RFR (XXL): 8213108: Improve work distribution during remembered set scan

Fri May 24 12:58:22 UTC 2019

Hi all,

  can I have reviews for this change to the way we scan cards from the
various heap roots (remembered sets, log buffers, hcc) during garbage
collection to improve performance?

Instead of iterating over remembered sets of all regions in the current
collection set increment, the threads trying to claim batches of cards,
and only just before scanning a card try to detect whether we already
scanned that card, first create a combined set of heap roots (i.e.
cards to scan), and do work distribution/iteration over them by
claiming areas within this combined set of heap roots.

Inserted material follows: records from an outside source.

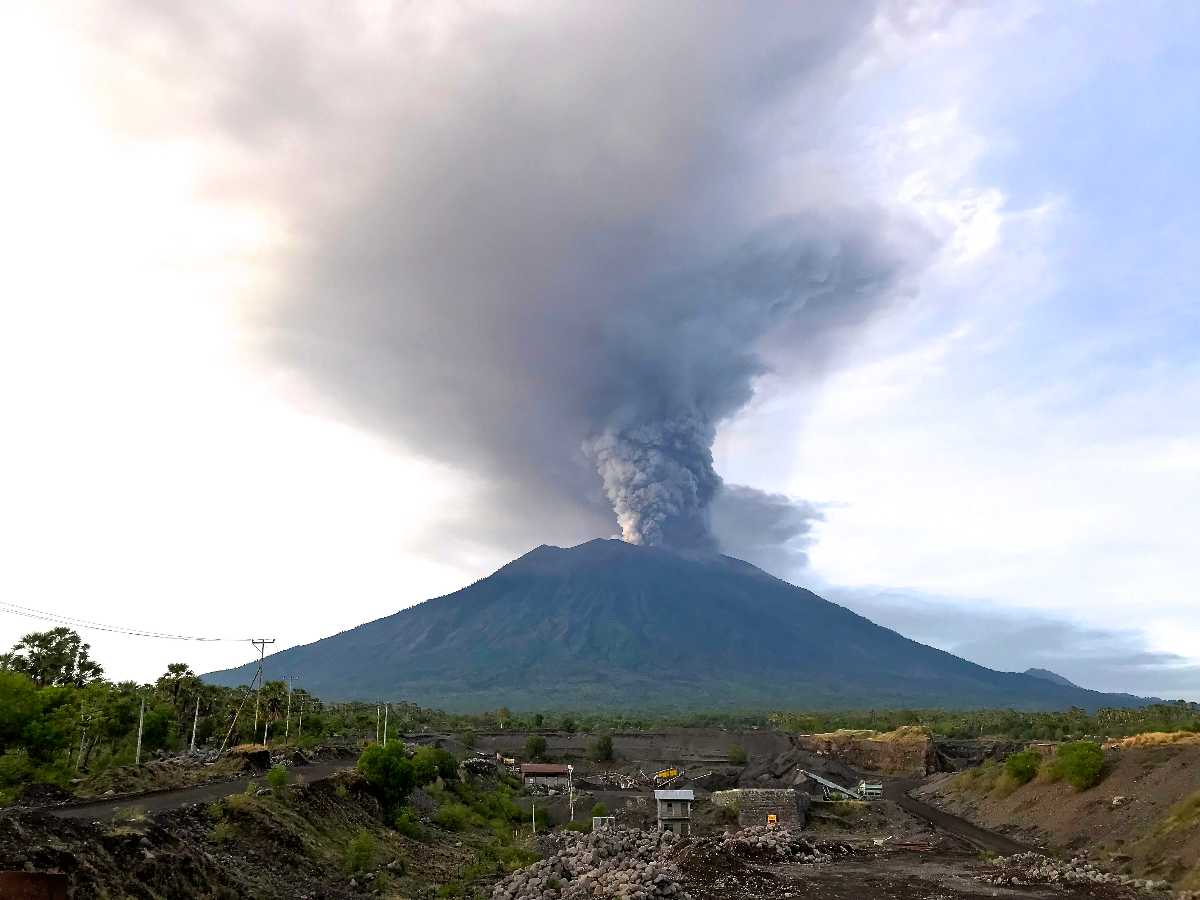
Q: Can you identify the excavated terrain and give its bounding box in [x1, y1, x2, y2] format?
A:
[914, 743, 1200, 890]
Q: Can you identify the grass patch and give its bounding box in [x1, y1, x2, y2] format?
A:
[1105, 731, 1200, 750]
[113, 806, 146, 824]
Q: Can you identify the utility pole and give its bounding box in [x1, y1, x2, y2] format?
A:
[283, 674, 300, 744]
[133, 695, 146, 766]
[251, 637, 275, 734]
[192, 692, 200, 754]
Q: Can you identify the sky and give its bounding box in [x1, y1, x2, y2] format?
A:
[0, 0, 1200, 700]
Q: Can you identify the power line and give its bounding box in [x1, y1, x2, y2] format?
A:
[0, 600, 250, 643]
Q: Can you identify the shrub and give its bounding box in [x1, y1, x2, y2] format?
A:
[526, 734, 546, 760]
[266, 766, 290, 797]
[392, 809, 425, 841]
[433, 803, 470, 832]
[344, 828, 379, 875]
[413, 746, 458, 785]
[592, 734, 613, 762]
[1052, 740, 1104, 791]
[1004, 750, 1042, 785]
[358, 740, 416, 812]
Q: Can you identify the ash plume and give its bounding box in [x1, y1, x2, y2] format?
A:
[100, 0, 931, 571]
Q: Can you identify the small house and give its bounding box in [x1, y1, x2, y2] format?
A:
[521, 762, 570, 791]
[654, 790, 696, 838]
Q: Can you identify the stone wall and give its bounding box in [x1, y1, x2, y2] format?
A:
[712, 787, 809, 828]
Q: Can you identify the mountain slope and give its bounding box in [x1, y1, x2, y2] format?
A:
[205, 540, 1152, 710]
[1025, 668, 1079, 688]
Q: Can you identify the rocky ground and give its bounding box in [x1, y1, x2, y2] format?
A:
[914, 743, 1200, 890]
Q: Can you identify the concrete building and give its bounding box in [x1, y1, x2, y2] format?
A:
[521, 762, 570, 791]
[654, 790, 696, 838]
[712, 787, 809, 828]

This is similar to other collectors that just scan the old gen card
table. However G1 can do a little better, as we also collect
approximate location of cards to scan (like in a second-level card
table), and skip large areas guaranteed to not contain any
interesting cards.

Further, this allows G1 to more easily ignore them further on.

Implementation wise, this combined heap roots set is materialized on
the card table at this moment. This has the advantage that the card
table is already allocated anyway, it is easy to modify concurrently,
and the change itself does not add any overhead in clearing it later
too. I.e. the number of regions to clean at the end is the same as
before.

This speeds up garbage collection in most cases significantly:
- specjbb2015 critical-jops are improved by >12% in our testing in some
setups
- on the BigRAMTester microbenchmark[0], stressing remembered set
scanning, maximum pause times are reduced by 40%+ for mixed gcs (i.e.
almost halving these pause times), and 20% for normal young gcs.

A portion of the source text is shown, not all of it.